Par Narcisse Oredje.
Un article de Libre Afrique
Via un memorandum signé à N’Djamena dimanche 20 janvier 2019 entre le Premier ministre israélien et le ministre tchadien des Affaires étrangères, le Tchad et l’Israël rétablissent leurs relations après plus de 46 ans de rupture. La visite du Président Déby en Israël en novembre 2018 a déjà soulevé de nombreuses interrogations quant aux raisons qui pourraient justifier ce rapprochement. L’arrivée de Netanyahou à N’Djamena ne fait que raviver la flamme avec la signature de ce memorandum. Au-delà des raisons officielles, que pourrait cacher le rétablissement de ces relations ?

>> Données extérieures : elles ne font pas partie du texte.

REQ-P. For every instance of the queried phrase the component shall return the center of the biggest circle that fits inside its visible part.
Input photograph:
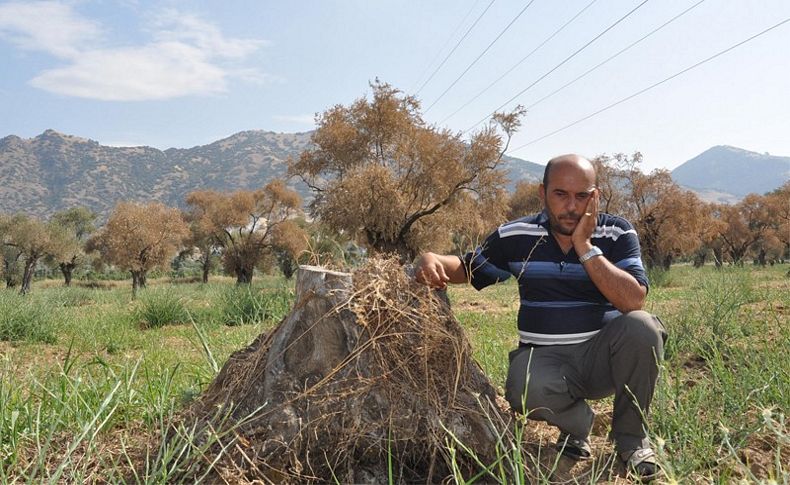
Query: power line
(447, 42)
(544, 98)
(714, 56)
(479, 56)
(456, 47)
(559, 65)
(523, 59)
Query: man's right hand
(429, 269)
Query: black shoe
(574, 448)
(641, 463)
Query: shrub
(25, 319)
(158, 308)
(245, 305)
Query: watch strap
(595, 251)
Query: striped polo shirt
(560, 305)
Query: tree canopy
(139, 238)
(396, 184)
(248, 225)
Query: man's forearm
(439, 269)
(619, 287)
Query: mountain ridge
(54, 171)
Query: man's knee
(642, 329)
(537, 394)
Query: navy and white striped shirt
(560, 305)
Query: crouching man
(582, 332)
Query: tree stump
(369, 376)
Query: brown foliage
(363, 372)
(32, 240)
(139, 238)
(525, 200)
(246, 224)
(750, 225)
(670, 221)
(383, 176)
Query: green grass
(86, 387)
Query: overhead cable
(523, 59)
(446, 42)
(479, 56)
(544, 98)
(456, 47)
(714, 56)
(575, 53)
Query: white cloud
(189, 29)
(46, 26)
(301, 119)
(156, 71)
(186, 56)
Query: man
(582, 331)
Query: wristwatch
(595, 251)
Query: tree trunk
(244, 275)
(366, 377)
(700, 257)
(206, 268)
(666, 262)
(761, 257)
(138, 281)
(27, 276)
(67, 269)
(718, 256)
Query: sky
(184, 73)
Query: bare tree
(139, 238)
(382, 175)
(77, 224)
(246, 224)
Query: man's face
(566, 196)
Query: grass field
(90, 378)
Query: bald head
(571, 162)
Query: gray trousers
(622, 359)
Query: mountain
(724, 171)
(53, 171)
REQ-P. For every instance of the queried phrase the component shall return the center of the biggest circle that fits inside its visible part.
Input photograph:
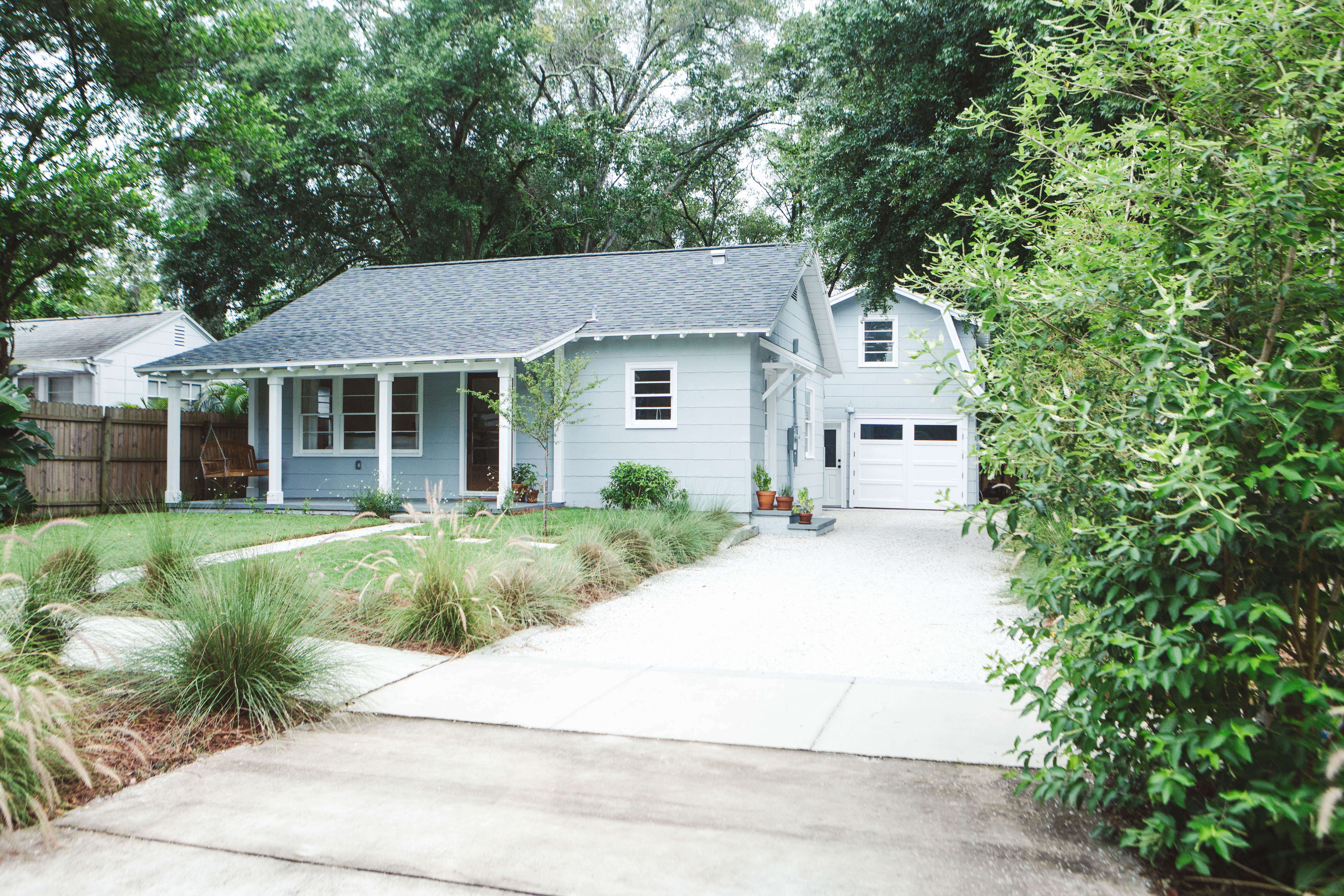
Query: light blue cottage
(711, 360)
(892, 438)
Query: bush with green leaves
(1169, 348)
(245, 639)
(370, 499)
(635, 487)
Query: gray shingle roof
(510, 307)
(80, 338)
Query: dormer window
(878, 342)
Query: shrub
(635, 487)
(444, 602)
(245, 641)
(370, 499)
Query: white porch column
(506, 432)
(276, 440)
(384, 432)
(173, 494)
(253, 416)
(558, 452)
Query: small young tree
(549, 397)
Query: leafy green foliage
(92, 94)
(1165, 379)
(878, 154)
(22, 444)
(634, 487)
(370, 499)
(443, 130)
(244, 641)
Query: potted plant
(525, 483)
(806, 507)
(765, 498)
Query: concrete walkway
(377, 805)
(872, 641)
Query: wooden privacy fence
(112, 457)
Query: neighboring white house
(92, 360)
(890, 440)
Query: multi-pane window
(651, 397)
(341, 414)
(810, 422)
(61, 389)
(878, 340)
(405, 413)
(359, 413)
(319, 422)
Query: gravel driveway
(890, 594)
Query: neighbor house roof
(513, 307)
(72, 339)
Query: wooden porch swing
(222, 459)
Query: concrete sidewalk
(401, 805)
(948, 722)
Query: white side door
(906, 463)
(833, 491)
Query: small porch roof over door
(497, 310)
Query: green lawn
(120, 538)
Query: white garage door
(906, 463)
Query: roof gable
(511, 307)
(88, 338)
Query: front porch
(345, 507)
(323, 436)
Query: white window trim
(631, 424)
(339, 429)
(810, 426)
(896, 340)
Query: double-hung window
(878, 342)
(810, 422)
(339, 416)
(651, 396)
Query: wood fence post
(105, 460)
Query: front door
(483, 434)
(833, 481)
(908, 463)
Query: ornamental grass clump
(171, 551)
(37, 749)
(537, 590)
(447, 601)
(245, 641)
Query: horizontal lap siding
(709, 452)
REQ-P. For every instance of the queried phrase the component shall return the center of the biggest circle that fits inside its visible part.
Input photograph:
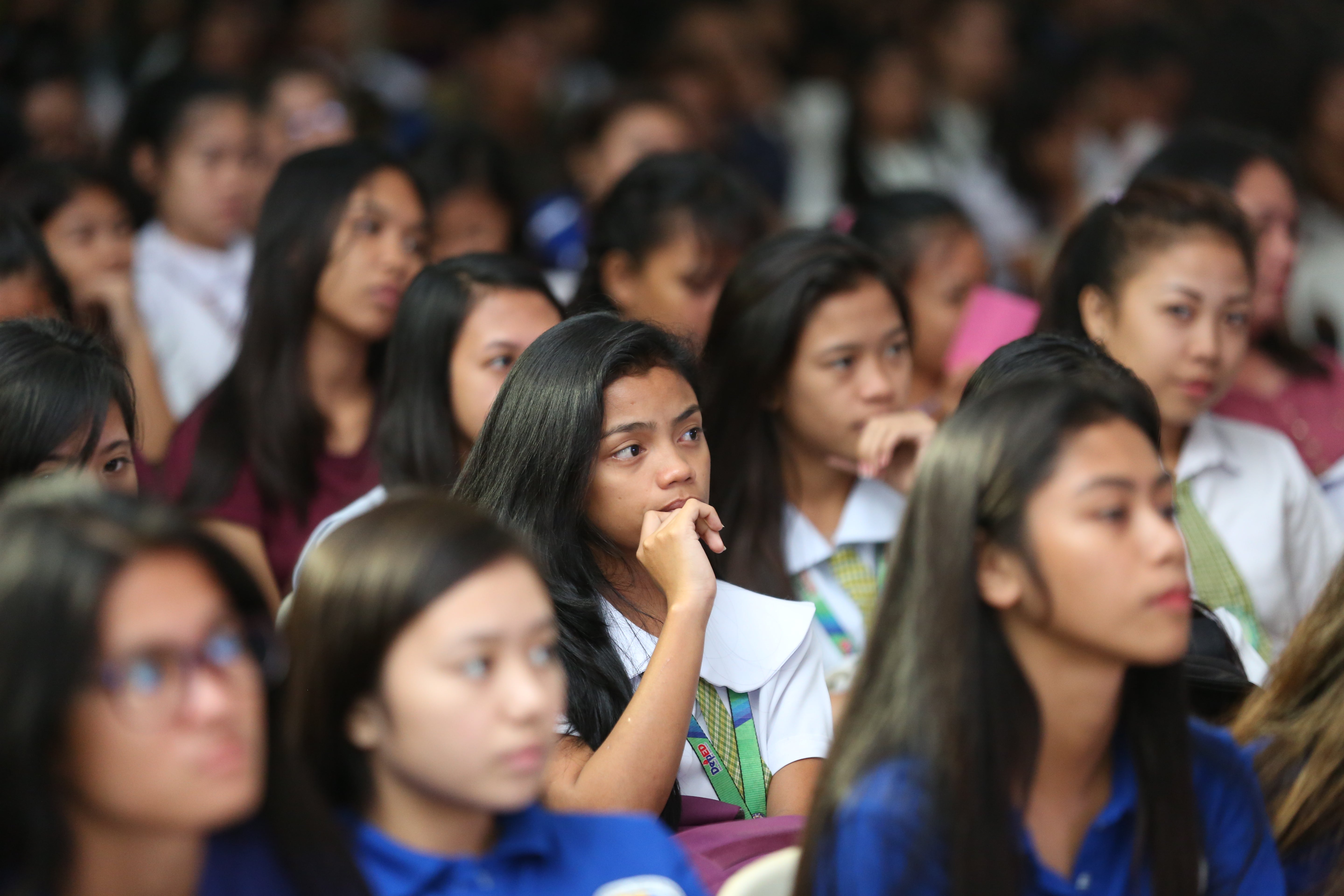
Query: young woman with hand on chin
(424, 692)
(286, 440)
(808, 371)
(1163, 281)
(460, 327)
(1019, 723)
(595, 453)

Les relations israélo-tchadiennes ont toujours existé
Déjà en 1963, le régime de Tombalbaye sollicitait la coopération militaire avec Israël pour répondre aux révoltes armées et autres soulèvements au centre et au nord du Tchad. La fourniture en matériels de guerre et de sécurité et la formation des troupes, étaient au cœur de cette coopération que le Tchad a rompu en 1972 sous la pression du monde arabe, en soutien à la cause palestinienne. Malgré cette rupture, dans l’ombre, N’Djamena fait toujours appel à l’industrie israélienne d’armement. Les RAM 4X4 équipés de mitrailleuses ou de missiles antichar de l’armée tchadienne sont de fabrication israélienne et témoignent de ces relations.

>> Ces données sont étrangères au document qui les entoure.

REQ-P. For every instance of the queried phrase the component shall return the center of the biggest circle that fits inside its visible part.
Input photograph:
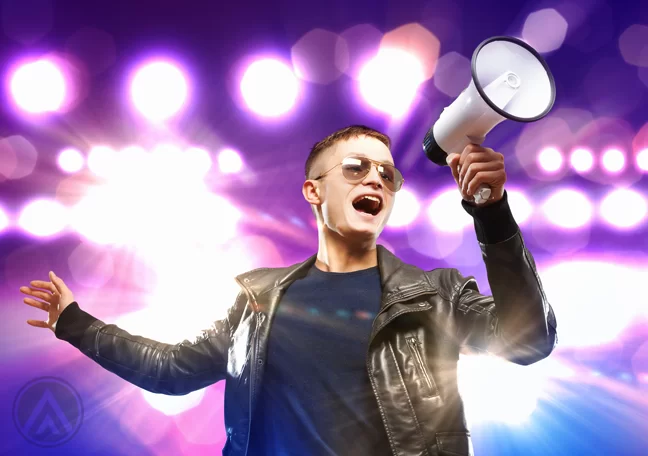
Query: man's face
(337, 195)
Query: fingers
(38, 304)
(482, 177)
(476, 169)
(453, 162)
(36, 293)
(49, 286)
(38, 323)
(58, 283)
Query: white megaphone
(510, 80)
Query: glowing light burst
(148, 198)
(613, 160)
(571, 303)
(513, 390)
(43, 218)
(389, 82)
(269, 87)
(624, 208)
(550, 159)
(642, 160)
(159, 90)
(4, 220)
(38, 87)
(406, 209)
(582, 160)
(568, 209)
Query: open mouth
(368, 204)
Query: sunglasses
(355, 169)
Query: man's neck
(337, 255)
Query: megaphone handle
(483, 191)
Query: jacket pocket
(431, 388)
(454, 444)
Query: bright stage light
(38, 87)
(389, 82)
(582, 160)
(269, 87)
(613, 160)
(406, 209)
(159, 90)
(447, 214)
(43, 218)
(4, 220)
(571, 303)
(550, 159)
(229, 161)
(642, 160)
(568, 209)
(513, 390)
(624, 208)
(70, 160)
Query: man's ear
(310, 190)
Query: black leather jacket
(426, 319)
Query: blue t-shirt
(316, 397)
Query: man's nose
(373, 178)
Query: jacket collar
(399, 280)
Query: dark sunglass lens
(355, 168)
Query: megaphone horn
(510, 80)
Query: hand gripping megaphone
(510, 80)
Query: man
(351, 352)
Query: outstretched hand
(475, 166)
(53, 297)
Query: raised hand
(53, 297)
(475, 166)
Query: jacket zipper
(413, 344)
(369, 372)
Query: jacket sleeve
(154, 366)
(516, 322)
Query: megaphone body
(510, 80)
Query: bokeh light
(269, 87)
(568, 209)
(389, 82)
(18, 157)
(70, 160)
(633, 44)
(550, 159)
(545, 30)
(43, 218)
(159, 90)
(452, 74)
(38, 87)
(613, 160)
(624, 208)
(320, 56)
(582, 160)
(406, 209)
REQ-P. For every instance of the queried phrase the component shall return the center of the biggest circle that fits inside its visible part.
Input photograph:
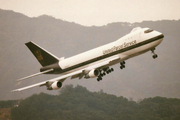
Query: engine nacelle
(55, 85)
(93, 73)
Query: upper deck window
(148, 31)
(136, 29)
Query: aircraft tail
(43, 56)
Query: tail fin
(44, 57)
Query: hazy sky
(97, 12)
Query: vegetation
(77, 103)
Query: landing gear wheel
(155, 56)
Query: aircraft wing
(61, 78)
(78, 73)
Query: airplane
(95, 62)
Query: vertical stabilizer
(43, 56)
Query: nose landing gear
(154, 54)
(122, 64)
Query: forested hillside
(77, 103)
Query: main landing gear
(104, 72)
(154, 55)
(122, 64)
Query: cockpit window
(148, 31)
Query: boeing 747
(95, 62)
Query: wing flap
(61, 78)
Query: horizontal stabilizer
(36, 74)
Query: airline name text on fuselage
(119, 47)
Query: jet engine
(93, 73)
(55, 85)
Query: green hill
(77, 103)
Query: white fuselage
(138, 41)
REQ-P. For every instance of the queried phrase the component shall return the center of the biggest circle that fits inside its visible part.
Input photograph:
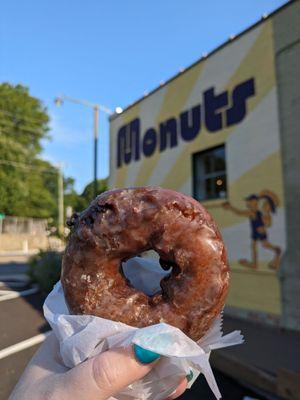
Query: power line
(29, 166)
(8, 124)
(34, 120)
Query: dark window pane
(209, 188)
(218, 160)
(220, 186)
(209, 178)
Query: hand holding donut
(98, 378)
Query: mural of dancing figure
(259, 211)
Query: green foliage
(45, 268)
(82, 201)
(31, 191)
(24, 191)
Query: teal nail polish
(190, 376)
(144, 356)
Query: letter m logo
(128, 143)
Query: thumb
(106, 374)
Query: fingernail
(190, 376)
(144, 356)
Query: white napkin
(83, 336)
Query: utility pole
(60, 185)
(96, 107)
(96, 134)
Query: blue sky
(109, 52)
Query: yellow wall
(252, 151)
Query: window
(209, 174)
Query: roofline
(205, 57)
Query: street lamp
(96, 108)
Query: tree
(82, 201)
(28, 185)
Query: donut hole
(147, 272)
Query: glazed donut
(121, 224)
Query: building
(226, 131)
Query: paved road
(21, 318)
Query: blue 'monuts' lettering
(220, 111)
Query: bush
(45, 268)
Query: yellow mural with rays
(251, 288)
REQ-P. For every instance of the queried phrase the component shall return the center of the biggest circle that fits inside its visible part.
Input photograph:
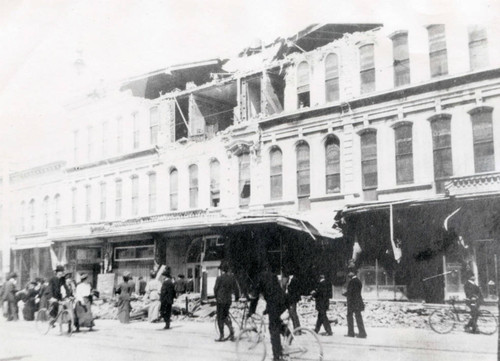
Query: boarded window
(154, 125)
(478, 47)
(303, 86)
(244, 179)
(482, 132)
(401, 59)
(174, 184)
(152, 193)
(276, 161)
(193, 186)
(367, 68)
(441, 142)
(369, 159)
(404, 154)
(332, 78)
(214, 183)
(438, 55)
(332, 165)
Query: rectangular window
(369, 160)
(88, 200)
(367, 68)
(154, 125)
(152, 193)
(401, 59)
(441, 141)
(478, 47)
(438, 54)
(118, 198)
(103, 201)
(137, 130)
(244, 179)
(482, 132)
(135, 195)
(404, 154)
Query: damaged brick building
(251, 159)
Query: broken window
(332, 78)
(438, 54)
(404, 153)
(303, 86)
(332, 157)
(369, 159)
(173, 189)
(244, 179)
(401, 59)
(193, 186)
(214, 183)
(478, 47)
(303, 176)
(482, 133)
(276, 160)
(367, 68)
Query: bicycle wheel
(42, 321)
(250, 346)
(442, 321)
(65, 323)
(486, 323)
(303, 344)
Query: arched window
(367, 68)
(152, 193)
(403, 137)
(174, 184)
(482, 133)
(32, 215)
(369, 159)
(332, 164)
(135, 195)
(244, 178)
(332, 78)
(303, 175)
(441, 145)
(276, 162)
(303, 87)
(45, 206)
(214, 183)
(193, 186)
(57, 209)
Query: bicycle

Que recherche le régime Déby ?
Les raisons officielles de ce rapprochement sont la coopération sécuritaire et agricole. Même si cette dernière justification semble plausible en vertu de la forte expérience de l’État hébreu dans le développement de la technologie agricole en zone désertique, voir le président Déby braver toutes ces controverses pour aller parler du développement de l’agriculture dans le désert est moins crédible pour ceux qui connaissent l’homme. La vérité est ailleurs !

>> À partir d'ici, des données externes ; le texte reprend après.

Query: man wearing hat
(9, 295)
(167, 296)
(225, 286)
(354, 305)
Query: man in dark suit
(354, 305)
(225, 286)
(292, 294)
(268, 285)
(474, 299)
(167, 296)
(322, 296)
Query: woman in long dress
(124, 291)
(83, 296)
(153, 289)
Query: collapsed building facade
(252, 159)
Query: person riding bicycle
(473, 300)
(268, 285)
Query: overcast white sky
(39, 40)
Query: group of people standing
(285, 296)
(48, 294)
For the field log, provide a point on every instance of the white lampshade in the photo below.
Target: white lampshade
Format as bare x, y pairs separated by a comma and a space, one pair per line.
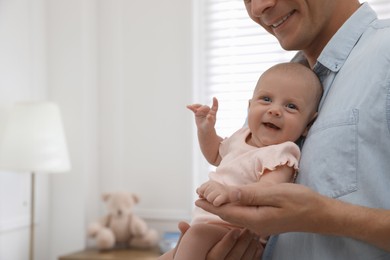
34, 139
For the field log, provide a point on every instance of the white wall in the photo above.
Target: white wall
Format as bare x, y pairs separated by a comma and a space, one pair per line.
121, 73
23, 76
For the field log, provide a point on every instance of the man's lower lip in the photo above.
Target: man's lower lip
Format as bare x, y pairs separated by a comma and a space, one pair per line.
284, 19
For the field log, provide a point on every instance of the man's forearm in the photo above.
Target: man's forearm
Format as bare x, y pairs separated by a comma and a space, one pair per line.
366, 224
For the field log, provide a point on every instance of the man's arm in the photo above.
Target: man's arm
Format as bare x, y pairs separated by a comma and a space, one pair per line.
290, 207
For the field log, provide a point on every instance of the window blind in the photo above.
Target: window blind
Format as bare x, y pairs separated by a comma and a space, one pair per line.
231, 52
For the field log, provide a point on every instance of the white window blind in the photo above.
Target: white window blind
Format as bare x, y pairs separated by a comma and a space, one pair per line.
231, 52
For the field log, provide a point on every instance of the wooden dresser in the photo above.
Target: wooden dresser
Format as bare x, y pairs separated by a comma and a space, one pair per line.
120, 254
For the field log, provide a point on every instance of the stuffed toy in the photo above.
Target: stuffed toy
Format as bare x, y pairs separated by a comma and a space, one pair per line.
120, 227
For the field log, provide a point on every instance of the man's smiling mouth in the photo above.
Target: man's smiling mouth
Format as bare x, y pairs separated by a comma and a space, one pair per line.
281, 21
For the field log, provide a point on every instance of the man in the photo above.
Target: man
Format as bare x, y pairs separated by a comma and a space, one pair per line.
344, 212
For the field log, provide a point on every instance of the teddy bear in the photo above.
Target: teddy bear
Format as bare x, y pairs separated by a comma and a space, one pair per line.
121, 227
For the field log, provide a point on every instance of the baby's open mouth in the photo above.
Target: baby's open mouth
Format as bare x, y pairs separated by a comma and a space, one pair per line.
270, 125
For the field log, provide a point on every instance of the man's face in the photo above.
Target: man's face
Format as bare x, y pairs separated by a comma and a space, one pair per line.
297, 24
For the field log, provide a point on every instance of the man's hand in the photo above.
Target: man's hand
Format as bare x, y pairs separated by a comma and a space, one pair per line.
271, 210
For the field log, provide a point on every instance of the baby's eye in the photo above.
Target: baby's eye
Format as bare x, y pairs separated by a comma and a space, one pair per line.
292, 106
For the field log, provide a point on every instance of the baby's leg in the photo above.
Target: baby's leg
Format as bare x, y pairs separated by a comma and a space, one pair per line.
198, 240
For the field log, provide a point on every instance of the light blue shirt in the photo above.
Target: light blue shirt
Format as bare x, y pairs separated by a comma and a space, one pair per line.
346, 154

En effet, d’une part, le régime de Déby fait face à plusieurs menaces armées allant des groupes terroristes le long des frontières avec la Libye, le Niger et le Nigéria, fief de Boko Haram, et d’autre part, les rebellions internes qui lorgnent le pouvoir. À cela, s’ajoutent les milices d’orpailleurs qui tiennent tête à l’État sur la question de l’exploitation traditionnelle des sites aurifères dans la région du Tibesti.
L’autre problème majeur est la Centrafrique que Déby n’arrive plus à contrôler. Avec le déploiement des forces tchadiennes tout au long de la frontière centrafricaine en vue de perturber le régime centrafricain, toujours sur demande et avec l’appui de la France, les manœuvres militaires ont échoué puisque les contingents tchadiens sont confrontés à la présence des forces russes qui encadrent désormais les forces armées centrafricaines. C’est d’ailleurs dans ce cadre que s’inscrivait la visite de Macron au Tchad.
Alors face à tous ces groupuscules armés qui gênent son autorité et craignant les potentielles représailles de la Russie à propos de la Centrafrique, Déby se doit de trouver un allié. Israël est un choix justifié en raison de sa grande expérience dans la lutte contre le terrorisme et disposant de matériels militaires de qualité adaptés aux combats en zone désertique. Les services de renseignements israéliens très expérimentés et dotés de meilleures technologies sont déjà annoncés à N’Djamena, avec pour objectif la formation des agents de renseignement tchadiens et la dotation des services en moyens de renseignements sophistiqués. Les groupes armés actifs au nord du Tchad utilisent des messages vocaux via WhatsApp. Un outil de communication que les services de renseignements tchadiens n’arrivent pas à décrypter jusqu’à aujourd’hui. L’arrivée des services de renseignement israéliens devrait permettre à leurs homologues tchadiens d’acquérir les compétences nécessaires à l’interception de ces communication afin d’anticiper certaines actions. Des manœuvres qui présagent un avenir sombre pour la liberté d’expression.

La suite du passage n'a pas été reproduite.